Why should we use classes and objects?

In languages without type based dispatch, classes are an ideal way to ensure functions are associated with the type they were intended to be called on. Even in languages with multiple dispatch, they still help with discoverability, such as tab completion in editors.

Why inheritance?

If you want two classes both to have a set of data or methods specified by the same code, you can put the code in class A and have class B “inherit” that code. We then say that A is the parent class or super class of B, and that B is the child class or subclass of A.

For example, in content/week06/geom_example/geometry/classic.py, Shape is a base class with area() and parameter() methods. It doesn’t know how to compute those - they are abstract. This means you can’t instantiate Shape(), doing so would give you an error (from the abc module). However, the subclasses of Shape like Rectangle and Circle do know how to compute this, so they can be instantiated.

When you require a Shape object, you can accept any concrete subclass of Shape (no abstract methods left). Again, when we get to static typing, we’ll learn how to formalize this requirement, for now, we have to trust duck typing and willpower to avoid using anything that’s not in Shape when we accept it as an argument.

Why composition/aggregation?

You can use composition as a replacement for inheritance in some cases. For example, in our geometry example, we could have made Square inherit from Shape instead, and hold a Rectangle as an attribute, and then use that Rectangle to compute the methods of the Square. The benefit is that we now control the interface Square provides completely; adding something to Rectangle does not add it to Square unless we also wrap it there. For this case, it’s not a great design, but imagine if Rectangle was from somewhere we didn’t control (and if square was not as conceptually a variation of a rectangle is it really is!).

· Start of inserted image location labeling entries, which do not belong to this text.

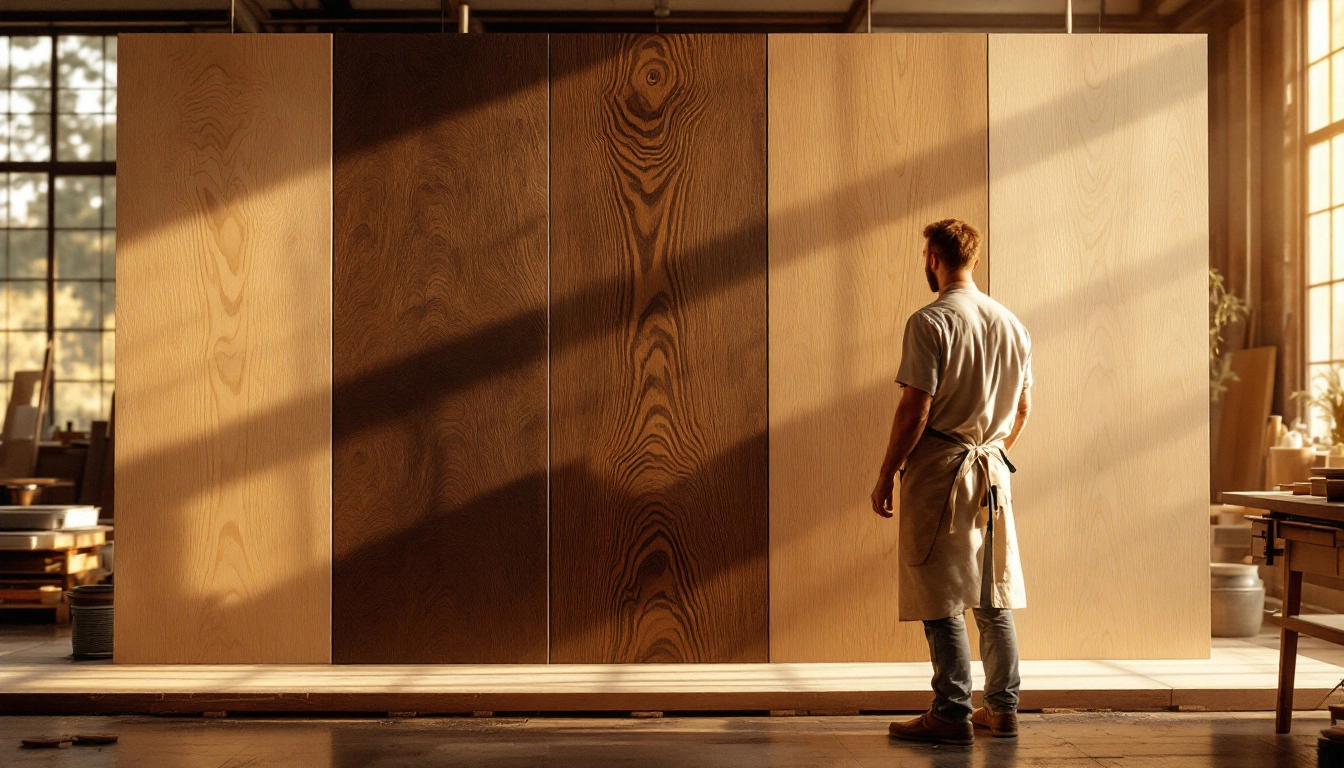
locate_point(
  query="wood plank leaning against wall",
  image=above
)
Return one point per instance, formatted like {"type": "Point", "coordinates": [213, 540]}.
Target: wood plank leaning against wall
{"type": "Point", "coordinates": [659, 492]}
{"type": "Point", "coordinates": [871, 137]}
{"type": "Point", "coordinates": [1100, 232]}
{"type": "Point", "coordinates": [223, 365]}
{"type": "Point", "coordinates": [440, 463]}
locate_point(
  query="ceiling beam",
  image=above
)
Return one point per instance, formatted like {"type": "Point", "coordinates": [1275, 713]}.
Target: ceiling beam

An important contributor to designing good classes is this: A child class cannot remove attributes from a parent. It can override them or add new ones, but not remove. Be very careful if you are exposing more public API than you want to!

UML diagrams

UML, or Unified Modeling Language, is a method of displaying class diagrams (read more here), or read about it for mermaid, which is supported quite a lot of places these days, including GitHub. Let’s see what our simple Geom example looks like:

All the supported relationships are:

SOLID

Interfaces example:

Let’s say Xerox makes a multifunction machine, with Stapler and Printer objects of class Job. Job holds everything for interacting with the machine - printing, copying, stapling, etc. This quickly will become a maintenance nightmare - what if Printer starts accessing Stapler functions (accidentally or on purpose)? What if Xerox decides to make a copier that can’t staple? There’s too much interdependency; this also makes testing much harder.

Design principles

Provide minimal public API

You should try to limit the Public API as much as possible. Everything you add as public API means something someone might depend on and something you can’t easily refactor. Attributes or methods that are implementation details (not part of the public API) should be hidden or have restricted access. Some languages provide ways to forcibly lock down access; Python only provides convention with an _ at the start of names, but that’s fine - use it with your methods and don’t use _ methods of other classes.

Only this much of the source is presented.